Cornyn Votes Against Supreme Court Nominee in Committee

Monday in the Senate Judiciary Committee, I voted against the nomination of Judge Ketanji Brown Jackson for the upcoming vacancy on the U.S. Supreme Court. 

As Senators, we work on our constituents’ behalf here in Washington, and every six years, they let us know whether we're doing a good job or not. When the Supreme Court blatantly engages in policymaking, it takes away the power of the people to decide for themselves and to hold their government accountable.

President Biden has made no bones about his intention to nominate a Supreme Court Justice who has an expansive view of unenumerated, invisible rights.

I did ask her about her judicial philosophy.

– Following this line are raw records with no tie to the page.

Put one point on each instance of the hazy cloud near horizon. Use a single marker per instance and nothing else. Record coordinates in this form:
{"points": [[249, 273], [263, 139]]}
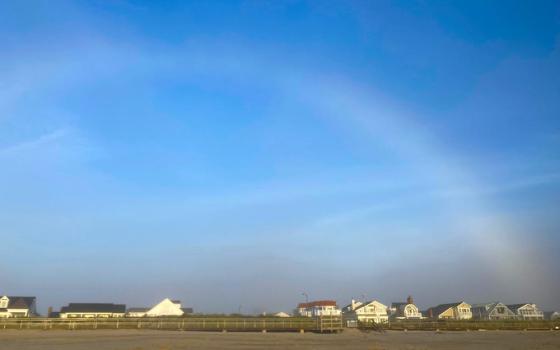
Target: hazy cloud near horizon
{"points": [[242, 153]]}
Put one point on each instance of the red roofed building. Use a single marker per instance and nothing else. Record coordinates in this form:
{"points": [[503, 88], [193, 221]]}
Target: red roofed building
{"points": [[318, 308]]}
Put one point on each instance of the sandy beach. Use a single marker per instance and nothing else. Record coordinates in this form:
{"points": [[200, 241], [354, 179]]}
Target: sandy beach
{"points": [[350, 339]]}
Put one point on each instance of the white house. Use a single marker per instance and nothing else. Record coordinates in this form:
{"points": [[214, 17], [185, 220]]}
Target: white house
{"points": [[527, 311], [166, 307], [492, 311], [13, 306], [92, 310], [318, 308], [405, 310], [367, 312], [453, 311]]}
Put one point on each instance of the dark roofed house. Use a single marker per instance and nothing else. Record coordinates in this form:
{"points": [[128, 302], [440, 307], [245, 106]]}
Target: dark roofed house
{"points": [[16, 306], [88, 310], [527, 311], [405, 310], [452, 311], [492, 311], [318, 308]]}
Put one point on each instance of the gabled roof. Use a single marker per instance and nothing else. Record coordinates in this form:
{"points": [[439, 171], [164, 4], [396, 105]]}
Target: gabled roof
{"points": [[20, 302], [138, 309], [517, 306], [94, 308], [369, 303], [437, 310], [317, 303]]}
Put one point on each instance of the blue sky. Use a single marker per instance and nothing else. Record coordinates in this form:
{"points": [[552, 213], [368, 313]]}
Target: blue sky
{"points": [[241, 153]]}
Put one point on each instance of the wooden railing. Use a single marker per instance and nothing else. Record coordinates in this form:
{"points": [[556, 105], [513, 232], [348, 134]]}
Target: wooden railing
{"points": [[192, 323], [467, 325]]}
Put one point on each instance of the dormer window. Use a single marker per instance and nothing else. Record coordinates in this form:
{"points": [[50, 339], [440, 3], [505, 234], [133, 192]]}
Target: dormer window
{"points": [[4, 302]]}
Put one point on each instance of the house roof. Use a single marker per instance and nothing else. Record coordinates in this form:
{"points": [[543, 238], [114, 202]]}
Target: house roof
{"points": [[517, 306], [437, 310], [94, 307], [20, 302], [317, 303], [138, 309], [368, 303]]}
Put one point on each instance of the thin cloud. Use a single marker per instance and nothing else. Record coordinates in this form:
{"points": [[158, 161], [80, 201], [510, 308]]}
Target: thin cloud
{"points": [[28, 145]]}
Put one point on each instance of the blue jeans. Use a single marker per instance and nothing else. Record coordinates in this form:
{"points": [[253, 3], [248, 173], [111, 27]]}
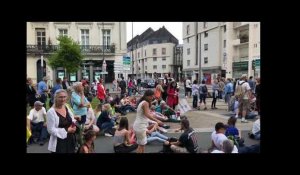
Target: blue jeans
{"points": [[157, 136], [39, 131]]}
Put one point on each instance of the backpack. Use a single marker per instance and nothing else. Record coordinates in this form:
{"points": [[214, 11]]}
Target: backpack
{"points": [[204, 89], [239, 93]]}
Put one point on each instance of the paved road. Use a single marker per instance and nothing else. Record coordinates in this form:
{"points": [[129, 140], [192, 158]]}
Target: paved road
{"points": [[202, 121]]}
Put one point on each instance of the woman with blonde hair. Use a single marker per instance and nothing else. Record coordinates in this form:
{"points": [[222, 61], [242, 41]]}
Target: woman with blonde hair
{"points": [[60, 125]]}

She says she doesn't have one and hasn't thought much about it. That's simply not a credible response.

Judge Jackson has a marvelous legal education. She's a charming person. She has a vast practical experience - something I think is a real plus - having served as a public defender, a federal district judge, and a circuit court judge, and not just an academician. Someone of her impressive caliber surely has a judicial philosophy.

My concerns were further elevated as I reviewed Judge Jackson's record, and I saw examples of activism bleeding over in her decisions.

It's crucial that we use these proceedings to understand if a judge will truly stay in their lane or whether they will attempt to legislate from the bench and deliver what Justice Biden and his Democratic colleagues are unable to achieve through the legislative process.

A judge must call balls and strikes, and given what I've seen and her unwillingness to disclose her judicial philosophy and disavow an expansionist view of unenumerated rights, I have concerns that Judge Jackson will be pinch hitting for one team or the other. I will vote no.